O processo de envelhecimento biológico do(a) trabalhador ou trabalhadora o(a) sentencia ao desengajamento laboral forçado, quase sempre, muito antes de sua expectativa de aposentadoria, provocando uma ruptura do sujeito com a vida ativa. É como se a pessoa tivesse um prazo de validade profissional, definidor da aptidão para o trabalho, a despeito de suas competências, entregas e experiencias profissionais. Naturalmente, esse comportamento, tão presente em nossa sociedade, tem outros gatilhos. Quanto maior o tempo de serviço, maior tende a ser o ônus dessa ruptura (em razão dos direitos rescisórios).
Entre colegas de mesmo nível hierárquico, esse desatamento tem relação com outros fatores, dentre os quais enfatizo a hipercompetição estruturalizada nos espaços organizacionais e a precarização do emprego formal, condições deletérias que, obviamente, não alcançam todas as organizações.
O envelhecimento é usualmente associado ao declínio das faculdades mentais (intelectuais) e da capacidade física, outrossim, à desatualização, improdutividade, absenteísmo, fragilidade, perda de autonomia, incapacidade, esquecimento, enfermidade, desvalor, final de carreira, morte biológica e profissional. Esse imaginário depreciativo se converte em práticas excludentes e potencialmente destrutivas.
Somos intensamente turbinadas por imagens negativas relacionadas à idade, de modo que,
Quando nos aproximamos da velhice, essas crenças negativas que estavam aparentemente silentes e pareciam ser irrelevantes tornam-se expressas em situações nas quais esses estereótipos têm o risco de serem confirmados e nos ameaçam. (DÓREA, posição 309, 2020)
Os estereótipos negativos são disseminados e interiorizados em nós de modo silencioso, forjando pensamentos e condutas que impedem a ressignificação positiva do “envelhecer”, retirando-lhe a dignidade. Esta é a razão pela qual, “Enquanto for possível, as pessoas que envelhecem preferem definir-se à distância dessa identidade estigmatizada e desvalorizada, na qual não querem se reconhecer.” (CARADEC, posição 421, 2016)
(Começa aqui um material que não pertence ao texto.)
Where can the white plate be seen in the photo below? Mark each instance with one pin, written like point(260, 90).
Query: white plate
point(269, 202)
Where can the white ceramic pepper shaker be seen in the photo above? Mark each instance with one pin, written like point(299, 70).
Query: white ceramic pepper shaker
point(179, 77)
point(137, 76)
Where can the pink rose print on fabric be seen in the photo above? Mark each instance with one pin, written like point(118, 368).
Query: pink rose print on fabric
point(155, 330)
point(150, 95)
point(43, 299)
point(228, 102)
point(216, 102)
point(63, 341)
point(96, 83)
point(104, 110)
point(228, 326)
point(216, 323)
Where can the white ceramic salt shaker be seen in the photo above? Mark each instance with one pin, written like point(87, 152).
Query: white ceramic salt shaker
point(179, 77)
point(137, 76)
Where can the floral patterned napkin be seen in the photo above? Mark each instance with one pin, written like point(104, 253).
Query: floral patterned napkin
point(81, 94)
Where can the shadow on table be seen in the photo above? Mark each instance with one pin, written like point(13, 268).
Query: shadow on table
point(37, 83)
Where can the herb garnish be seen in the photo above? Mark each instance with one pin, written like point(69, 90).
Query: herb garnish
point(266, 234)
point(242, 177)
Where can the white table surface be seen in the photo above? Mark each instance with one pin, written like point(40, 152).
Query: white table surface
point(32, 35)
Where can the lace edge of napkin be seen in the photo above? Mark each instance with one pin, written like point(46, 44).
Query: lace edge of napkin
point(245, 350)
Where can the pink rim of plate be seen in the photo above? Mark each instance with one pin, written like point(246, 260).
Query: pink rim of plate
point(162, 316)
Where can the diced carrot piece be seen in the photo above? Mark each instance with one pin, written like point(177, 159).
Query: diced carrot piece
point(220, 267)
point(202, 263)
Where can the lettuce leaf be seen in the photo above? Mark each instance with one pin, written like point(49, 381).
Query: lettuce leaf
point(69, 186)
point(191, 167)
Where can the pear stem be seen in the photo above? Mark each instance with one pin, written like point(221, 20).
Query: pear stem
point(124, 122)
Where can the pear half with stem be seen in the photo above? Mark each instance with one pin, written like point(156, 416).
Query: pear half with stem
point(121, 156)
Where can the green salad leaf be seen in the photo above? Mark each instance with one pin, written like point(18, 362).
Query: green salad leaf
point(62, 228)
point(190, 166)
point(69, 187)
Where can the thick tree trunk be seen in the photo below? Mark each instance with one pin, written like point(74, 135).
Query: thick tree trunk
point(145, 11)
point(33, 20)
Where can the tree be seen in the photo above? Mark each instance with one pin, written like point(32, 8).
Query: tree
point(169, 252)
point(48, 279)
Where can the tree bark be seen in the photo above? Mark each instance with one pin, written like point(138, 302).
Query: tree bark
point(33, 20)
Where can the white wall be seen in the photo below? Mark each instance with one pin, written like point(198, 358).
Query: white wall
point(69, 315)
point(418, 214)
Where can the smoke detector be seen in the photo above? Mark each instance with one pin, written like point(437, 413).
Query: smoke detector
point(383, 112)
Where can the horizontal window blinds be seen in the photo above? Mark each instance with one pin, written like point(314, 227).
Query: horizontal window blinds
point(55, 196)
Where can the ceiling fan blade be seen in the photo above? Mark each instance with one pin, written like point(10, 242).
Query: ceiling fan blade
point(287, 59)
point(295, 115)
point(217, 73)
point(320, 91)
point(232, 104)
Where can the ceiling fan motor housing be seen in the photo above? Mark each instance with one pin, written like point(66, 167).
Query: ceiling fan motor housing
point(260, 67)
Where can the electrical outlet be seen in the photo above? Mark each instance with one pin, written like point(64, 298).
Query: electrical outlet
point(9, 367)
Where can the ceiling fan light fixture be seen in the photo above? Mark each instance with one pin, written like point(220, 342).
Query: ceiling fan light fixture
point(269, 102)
O preconceito baseado na idade cronológica é conhecido por diferentes denominações: etarismo, idadismo, velhismo, ageísmo, idosismo. Na verdade, o conceito compreende não somente a atitude preconceituosa, mas o comportamento em si, como por exemplo a criação de estereótipos, negativos ou positivos, dirigidos a uma pessoa ou grupo.
O problema é que em muitas realidades organizacionais (e fora destas), predominam os estereótipos negativos e o estranhamento dos corpos que envelhecem, transformando um sujeito humanamente complexo em outro, forçosa e simbolicamente reduzido (generalizado), definido por um único parâmetro. “Trata-se de uma dimensão que coloca em questão os limites entre a cultura e a biologia.” (SOARES, posição 563, 2020)
A ruptura do vínculo de trabalho (empregatício ou não) desencadeia notada vulnerabilidade emocional, gatilho que dá start à busca por um novo lugar, pela aceitação, pelo respaldo, pela ancoragem afetiva, pela recolocação e reconexão entre os pares; iniciativas marcadas por uma luta que mira o reconhecimento e a reaproximação do ‘mercado de trabalho’ e o mais impactante, pelo resgate de seu valor profissional, fazendo brotar uma incontrolável necessidade de embasamento e validação social. Nesse contexto conturbado, o passado torna-se o único ponto de apoio quando o presente não é acolhedor, criando uma tensão entre quem se é e quem se foi, sem acessar a trajetória de desenvolvimento do indivíduo.
O tema abordado nestas linhas se torna cada vez mais premente em razão do envelhecimento da população e da elevação da expectativa média de vida de brasileiros e brasileiras. (SOARES, 2020)
A maneira como o mundo do trabalho lida com o envelhecimento o desnaturaliza, desumaniza e simplifica, empobrecendo narrativas, interditando oportunidades, semeando insegurança e incerteza.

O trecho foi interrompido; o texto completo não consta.